S.F. Chapman says he began writing, “When the faltering economy put an end to most construction a few years back, I switched from building structures to assembling novels. The processes are surprisingly similar at times. I dithered back and forth in college between English Composition and Industrial Design, finally finishing up in Design. Writing tugged impatiently at me for years afterwards.”
Enjoy this interview.
Tell us about your book. What do you hope readers take away from it?
I just (July 1st) published a literary fiction novel entitled I’m here to help. The story is a short but very compact tale about a seventeen-year-old girl who discovers some troubling inconsistencies in her birth certificate. Her mother then sets about to clear things up with a story told using a dozen or so photographs about the many laudable good deeds and lamentable oversights that led to the daughter’s birth.
The story will surprise most readers with many unexpected twists and turns. I think that it is a good example of the convoluted complexities that lurk just below the surface in many people’s lives.

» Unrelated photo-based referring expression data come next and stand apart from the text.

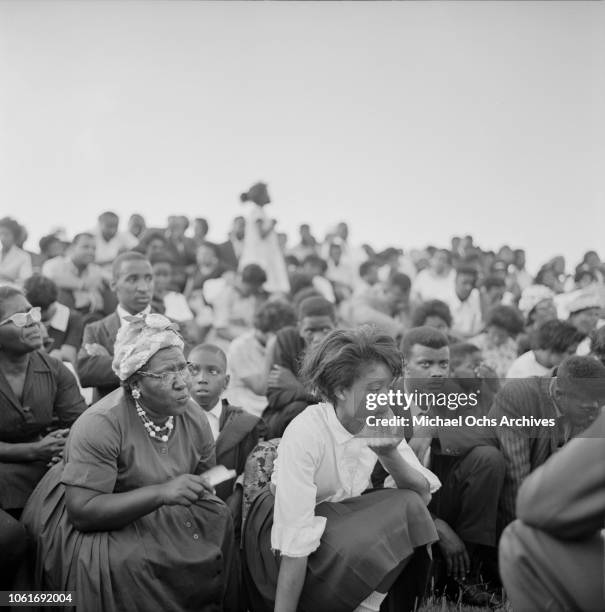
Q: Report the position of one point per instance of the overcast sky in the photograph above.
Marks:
(412, 121)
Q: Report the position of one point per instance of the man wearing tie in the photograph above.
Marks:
(132, 283)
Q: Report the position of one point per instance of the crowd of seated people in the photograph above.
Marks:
(133, 361)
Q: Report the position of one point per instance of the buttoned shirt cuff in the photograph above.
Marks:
(298, 541)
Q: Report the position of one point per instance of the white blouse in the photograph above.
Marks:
(319, 460)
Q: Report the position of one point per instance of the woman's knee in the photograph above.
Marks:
(13, 538)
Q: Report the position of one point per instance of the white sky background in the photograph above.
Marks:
(412, 121)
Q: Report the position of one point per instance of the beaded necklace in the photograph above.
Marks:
(155, 431)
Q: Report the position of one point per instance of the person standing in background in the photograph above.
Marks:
(110, 242)
(231, 250)
(15, 263)
(261, 244)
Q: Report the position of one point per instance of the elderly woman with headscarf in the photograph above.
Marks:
(128, 520)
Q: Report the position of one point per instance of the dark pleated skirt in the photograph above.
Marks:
(366, 539)
(176, 558)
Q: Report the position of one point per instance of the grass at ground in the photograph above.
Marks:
(441, 604)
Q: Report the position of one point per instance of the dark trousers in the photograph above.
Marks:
(277, 420)
(470, 489)
(541, 572)
(13, 544)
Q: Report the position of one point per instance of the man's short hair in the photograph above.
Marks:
(209, 348)
(40, 291)
(46, 241)
(116, 268)
(493, 281)
(108, 214)
(316, 306)
(254, 275)
(81, 235)
(507, 318)
(274, 315)
(468, 269)
(316, 260)
(401, 280)
(366, 266)
(7, 292)
(557, 336)
(424, 336)
(583, 376)
(431, 308)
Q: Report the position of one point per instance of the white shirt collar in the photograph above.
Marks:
(214, 418)
(60, 319)
(124, 313)
(341, 435)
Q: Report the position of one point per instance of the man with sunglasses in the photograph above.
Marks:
(39, 400)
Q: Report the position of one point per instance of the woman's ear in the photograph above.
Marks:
(340, 394)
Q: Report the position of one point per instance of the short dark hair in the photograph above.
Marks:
(365, 267)
(203, 222)
(272, 316)
(46, 241)
(316, 260)
(303, 293)
(597, 344)
(12, 226)
(557, 336)
(292, 260)
(122, 259)
(425, 336)
(7, 292)
(298, 281)
(108, 214)
(401, 280)
(40, 291)
(209, 348)
(468, 269)
(492, 281)
(162, 258)
(575, 374)
(584, 270)
(460, 350)
(316, 306)
(506, 317)
(254, 275)
(81, 235)
(431, 308)
(336, 362)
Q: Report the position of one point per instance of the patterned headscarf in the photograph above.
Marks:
(532, 296)
(139, 340)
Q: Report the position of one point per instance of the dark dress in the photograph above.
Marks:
(51, 400)
(285, 403)
(175, 558)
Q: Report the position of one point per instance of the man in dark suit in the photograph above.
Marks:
(552, 557)
(230, 251)
(236, 432)
(466, 460)
(132, 283)
(561, 408)
(287, 396)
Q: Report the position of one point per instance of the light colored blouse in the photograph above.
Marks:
(318, 460)
(15, 266)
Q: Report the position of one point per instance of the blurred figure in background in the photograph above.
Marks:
(261, 244)
(15, 263)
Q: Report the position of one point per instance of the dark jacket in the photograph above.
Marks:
(95, 370)
(240, 432)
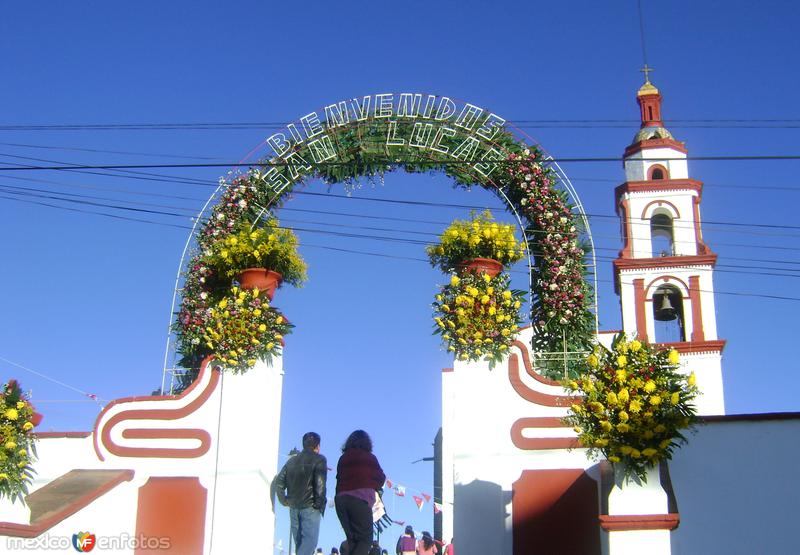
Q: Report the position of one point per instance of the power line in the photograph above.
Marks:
(720, 267)
(388, 162)
(411, 242)
(408, 202)
(721, 123)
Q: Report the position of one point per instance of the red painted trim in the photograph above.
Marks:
(172, 507)
(537, 443)
(54, 435)
(666, 281)
(711, 346)
(202, 436)
(655, 143)
(35, 529)
(676, 213)
(653, 102)
(655, 167)
(526, 360)
(665, 262)
(756, 417)
(698, 334)
(529, 394)
(659, 186)
(641, 318)
(620, 523)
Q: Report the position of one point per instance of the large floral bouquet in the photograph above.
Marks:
(480, 237)
(478, 316)
(635, 404)
(16, 442)
(266, 246)
(242, 328)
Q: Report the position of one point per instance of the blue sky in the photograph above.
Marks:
(87, 297)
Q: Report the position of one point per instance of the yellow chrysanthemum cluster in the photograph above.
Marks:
(242, 328)
(16, 441)
(270, 247)
(635, 402)
(478, 316)
(480, 237)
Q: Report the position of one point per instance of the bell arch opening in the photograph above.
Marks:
(369, 136)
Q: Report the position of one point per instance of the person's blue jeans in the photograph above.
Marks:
(305, 529)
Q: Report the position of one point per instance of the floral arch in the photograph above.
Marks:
(375, 134)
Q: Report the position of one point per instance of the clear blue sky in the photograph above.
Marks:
(87, 297)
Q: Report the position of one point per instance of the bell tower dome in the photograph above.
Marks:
(664, 272)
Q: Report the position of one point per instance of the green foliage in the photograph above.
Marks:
(635, 404)
(266, 246)
(478, 316)
(480, 237)
(17, 442)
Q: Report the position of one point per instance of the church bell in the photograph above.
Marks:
(666, 312)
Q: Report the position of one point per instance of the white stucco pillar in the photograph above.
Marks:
(240, 513)
(638, 519)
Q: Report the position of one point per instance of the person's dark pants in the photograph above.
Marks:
(356, 517)
(304, 524)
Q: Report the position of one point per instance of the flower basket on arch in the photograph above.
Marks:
(479, 244)
(264, 257)
(17, 442)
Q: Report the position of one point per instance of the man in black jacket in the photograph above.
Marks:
(300, 485)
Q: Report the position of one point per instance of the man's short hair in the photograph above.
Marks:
(310, 440)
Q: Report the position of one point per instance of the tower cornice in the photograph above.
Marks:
(671, 262)
(654, 143)
(659, 185)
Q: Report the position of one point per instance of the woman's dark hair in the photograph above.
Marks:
(427, 540)
(358, 440)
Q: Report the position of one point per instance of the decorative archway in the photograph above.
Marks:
(375, 134)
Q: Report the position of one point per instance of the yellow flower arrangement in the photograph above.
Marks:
(266, 246)
(479, 237)
(635, 404)
(17, 448)
(242, 328)
(478, 317)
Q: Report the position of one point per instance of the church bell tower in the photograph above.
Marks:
(664, 272)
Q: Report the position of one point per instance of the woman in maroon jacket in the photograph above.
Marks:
(358, 477)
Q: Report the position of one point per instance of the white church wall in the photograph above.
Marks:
(479, 408)
(241, 416)
(682, 212)
(638, 164)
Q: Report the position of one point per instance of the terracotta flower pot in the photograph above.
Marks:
(481, 266)
(266, 280)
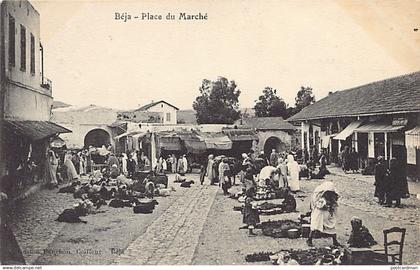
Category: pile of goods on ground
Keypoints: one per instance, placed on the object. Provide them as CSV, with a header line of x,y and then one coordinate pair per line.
x,y
312,256
183,180
281,228
120,192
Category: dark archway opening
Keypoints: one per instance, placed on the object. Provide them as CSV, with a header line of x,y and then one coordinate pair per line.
x,y
97,138
274,143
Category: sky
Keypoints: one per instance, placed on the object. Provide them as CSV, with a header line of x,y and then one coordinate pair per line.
x,y
327,45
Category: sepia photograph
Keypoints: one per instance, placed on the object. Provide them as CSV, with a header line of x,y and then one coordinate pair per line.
x,y
209,133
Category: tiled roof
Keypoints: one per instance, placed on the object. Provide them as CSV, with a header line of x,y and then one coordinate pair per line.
x,y
267,123
36,130
148,106
398,94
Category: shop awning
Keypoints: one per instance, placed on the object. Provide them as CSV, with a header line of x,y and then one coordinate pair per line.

Share some of your writing goals. What’s next for you?
I’m a bit more than halfway through my effort to write a dozen novels in five years. What’s next? Finishing up novels 7 and 8 in the next few months and publishing novels 2 & 3 next year.
What do you like to do when you’re not writing?

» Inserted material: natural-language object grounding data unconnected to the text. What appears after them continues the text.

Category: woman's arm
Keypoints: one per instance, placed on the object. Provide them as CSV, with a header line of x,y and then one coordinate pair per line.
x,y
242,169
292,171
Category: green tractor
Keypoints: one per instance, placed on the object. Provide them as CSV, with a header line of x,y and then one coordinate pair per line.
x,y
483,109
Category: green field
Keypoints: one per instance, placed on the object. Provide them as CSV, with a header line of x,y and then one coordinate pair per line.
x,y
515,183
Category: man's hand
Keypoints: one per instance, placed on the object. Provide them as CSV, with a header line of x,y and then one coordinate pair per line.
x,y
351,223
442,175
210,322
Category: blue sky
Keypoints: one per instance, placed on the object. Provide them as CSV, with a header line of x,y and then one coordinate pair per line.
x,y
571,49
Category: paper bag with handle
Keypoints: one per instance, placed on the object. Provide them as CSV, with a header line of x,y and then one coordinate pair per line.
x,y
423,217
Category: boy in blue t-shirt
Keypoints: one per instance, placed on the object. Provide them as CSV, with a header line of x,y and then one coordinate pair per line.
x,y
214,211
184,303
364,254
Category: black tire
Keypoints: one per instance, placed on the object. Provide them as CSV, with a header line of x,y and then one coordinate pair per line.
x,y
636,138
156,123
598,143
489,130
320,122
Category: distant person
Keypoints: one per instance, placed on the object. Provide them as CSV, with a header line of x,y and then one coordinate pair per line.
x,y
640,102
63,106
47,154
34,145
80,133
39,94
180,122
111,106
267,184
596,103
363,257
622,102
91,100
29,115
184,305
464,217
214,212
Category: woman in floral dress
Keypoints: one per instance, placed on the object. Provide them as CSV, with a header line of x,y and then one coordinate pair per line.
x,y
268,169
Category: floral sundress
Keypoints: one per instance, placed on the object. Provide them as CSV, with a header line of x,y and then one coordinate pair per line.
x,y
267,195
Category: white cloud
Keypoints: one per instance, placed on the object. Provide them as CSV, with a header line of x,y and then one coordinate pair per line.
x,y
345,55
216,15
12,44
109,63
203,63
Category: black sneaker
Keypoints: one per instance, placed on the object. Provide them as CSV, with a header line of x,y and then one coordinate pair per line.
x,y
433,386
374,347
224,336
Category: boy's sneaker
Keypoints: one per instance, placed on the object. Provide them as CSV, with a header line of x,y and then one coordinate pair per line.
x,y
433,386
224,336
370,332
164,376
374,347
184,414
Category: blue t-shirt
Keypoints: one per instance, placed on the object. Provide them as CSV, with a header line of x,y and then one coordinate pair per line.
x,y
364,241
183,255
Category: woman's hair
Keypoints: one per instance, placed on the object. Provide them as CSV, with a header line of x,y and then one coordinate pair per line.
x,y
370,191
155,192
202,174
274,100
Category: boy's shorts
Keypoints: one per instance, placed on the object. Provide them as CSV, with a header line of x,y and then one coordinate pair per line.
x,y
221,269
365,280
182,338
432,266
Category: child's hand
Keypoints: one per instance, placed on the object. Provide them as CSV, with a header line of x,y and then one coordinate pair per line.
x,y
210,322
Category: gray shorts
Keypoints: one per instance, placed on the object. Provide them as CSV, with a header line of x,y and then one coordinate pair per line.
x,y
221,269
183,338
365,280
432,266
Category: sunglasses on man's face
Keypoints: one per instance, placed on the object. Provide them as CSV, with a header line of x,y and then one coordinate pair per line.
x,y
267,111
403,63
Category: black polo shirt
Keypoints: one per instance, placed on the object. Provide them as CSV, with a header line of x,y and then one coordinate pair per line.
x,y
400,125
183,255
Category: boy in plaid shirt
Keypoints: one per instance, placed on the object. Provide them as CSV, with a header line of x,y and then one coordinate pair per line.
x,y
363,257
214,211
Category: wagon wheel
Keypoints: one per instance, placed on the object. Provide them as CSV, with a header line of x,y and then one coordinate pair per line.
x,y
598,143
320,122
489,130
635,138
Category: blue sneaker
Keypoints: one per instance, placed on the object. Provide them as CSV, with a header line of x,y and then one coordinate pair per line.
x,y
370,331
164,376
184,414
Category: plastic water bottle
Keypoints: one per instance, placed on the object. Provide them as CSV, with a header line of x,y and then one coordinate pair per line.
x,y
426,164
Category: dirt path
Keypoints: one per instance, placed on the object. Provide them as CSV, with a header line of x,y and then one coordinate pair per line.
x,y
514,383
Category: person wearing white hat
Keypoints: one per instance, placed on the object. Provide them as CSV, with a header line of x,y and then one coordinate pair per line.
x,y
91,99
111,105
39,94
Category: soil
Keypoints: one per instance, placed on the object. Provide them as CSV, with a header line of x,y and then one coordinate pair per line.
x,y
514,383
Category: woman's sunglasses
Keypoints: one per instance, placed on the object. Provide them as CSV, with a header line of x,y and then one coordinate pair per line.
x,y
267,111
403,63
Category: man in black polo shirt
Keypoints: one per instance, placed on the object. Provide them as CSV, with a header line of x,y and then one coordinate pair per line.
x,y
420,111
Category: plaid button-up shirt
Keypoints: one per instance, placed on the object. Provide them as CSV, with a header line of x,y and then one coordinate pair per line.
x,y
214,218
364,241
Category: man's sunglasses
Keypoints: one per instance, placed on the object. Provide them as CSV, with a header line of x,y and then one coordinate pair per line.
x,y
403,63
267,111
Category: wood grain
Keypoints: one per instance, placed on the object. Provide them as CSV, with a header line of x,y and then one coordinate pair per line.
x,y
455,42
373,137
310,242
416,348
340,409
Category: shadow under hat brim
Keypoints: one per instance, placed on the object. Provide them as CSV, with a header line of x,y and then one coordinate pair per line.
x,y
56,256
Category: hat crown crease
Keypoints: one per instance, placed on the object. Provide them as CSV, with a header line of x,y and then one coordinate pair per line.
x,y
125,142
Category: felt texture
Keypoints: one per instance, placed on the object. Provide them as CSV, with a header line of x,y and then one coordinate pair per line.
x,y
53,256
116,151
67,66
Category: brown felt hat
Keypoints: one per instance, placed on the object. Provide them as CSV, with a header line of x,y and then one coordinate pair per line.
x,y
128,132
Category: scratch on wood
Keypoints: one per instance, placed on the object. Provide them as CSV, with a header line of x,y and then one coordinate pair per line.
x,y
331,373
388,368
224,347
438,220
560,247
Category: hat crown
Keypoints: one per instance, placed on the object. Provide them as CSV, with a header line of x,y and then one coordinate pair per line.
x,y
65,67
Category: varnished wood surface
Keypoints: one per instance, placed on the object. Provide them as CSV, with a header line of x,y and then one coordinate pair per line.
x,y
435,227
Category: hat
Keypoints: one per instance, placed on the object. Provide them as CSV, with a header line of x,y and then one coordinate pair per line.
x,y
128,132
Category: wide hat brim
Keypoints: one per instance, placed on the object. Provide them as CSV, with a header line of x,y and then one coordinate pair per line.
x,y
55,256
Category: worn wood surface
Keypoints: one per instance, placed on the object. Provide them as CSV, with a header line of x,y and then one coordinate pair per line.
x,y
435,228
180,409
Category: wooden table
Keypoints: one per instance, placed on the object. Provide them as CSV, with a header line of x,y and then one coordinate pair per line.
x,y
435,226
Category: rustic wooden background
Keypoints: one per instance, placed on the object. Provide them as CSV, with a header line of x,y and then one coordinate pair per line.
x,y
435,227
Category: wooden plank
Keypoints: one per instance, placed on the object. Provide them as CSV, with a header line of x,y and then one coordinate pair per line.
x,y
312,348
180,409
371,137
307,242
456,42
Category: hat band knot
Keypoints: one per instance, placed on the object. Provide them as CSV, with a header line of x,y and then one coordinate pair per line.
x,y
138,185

Collapse in an exhausted heap?
I love listening to music. I am currently revisiting my fondness for summertime songs, which means The Beach Boys, Creedence Clearwater Revival and the Spanish language stars Belanova and Fanny Lu.
What is one of the things you’re most thankful for as a writer?
The top 3 reasons that I’m thankful to be a writer:
1) The lack of a commute.
2) The especially odd hours, 3 AM is perfectly acceptable when the muse strikes.
3) The opportunity to stare thoughtfully off into space and then answer “I’m working,” when people ask what I’m doing.
In your opinion, what’s the measure of a successful writer?
Above all, I believe that you should be happy with and occasionally amazed by your own work. If you are, then others will probably enjoy it as well.
Any type of writing ritual you have?
Oh yes; I certainly have a well-practiced ritual that leads up to my daily mischief at the keyboard: (Hopefully) nine hours of sleep, a light breakfast of Rice Krispies and orange juice, twenty minutes or so with the San Francisco Chronicle (Go Giants!) and two large cups of very strong coffee.
What is one thing that frustrates you about being a writer?
The most frustrating thing about being an independent writer is certainly the super-long lag between doing the work and getting paid for it.
Where can we learn more about you?
With the publication of I’m here to help, you can Google “S F Chapman” and get good results. There’s a short video on YouTube and plenty of bios, reviews and postings in the Literary Blogosphere.
Anything else you’d like to add?
I hope that people will enjoy reading my books as much as I have enjoyed writing them. My daughter thought that the sentiment was too cliché when she read over my work for the interview, but it is sincere nonetheless.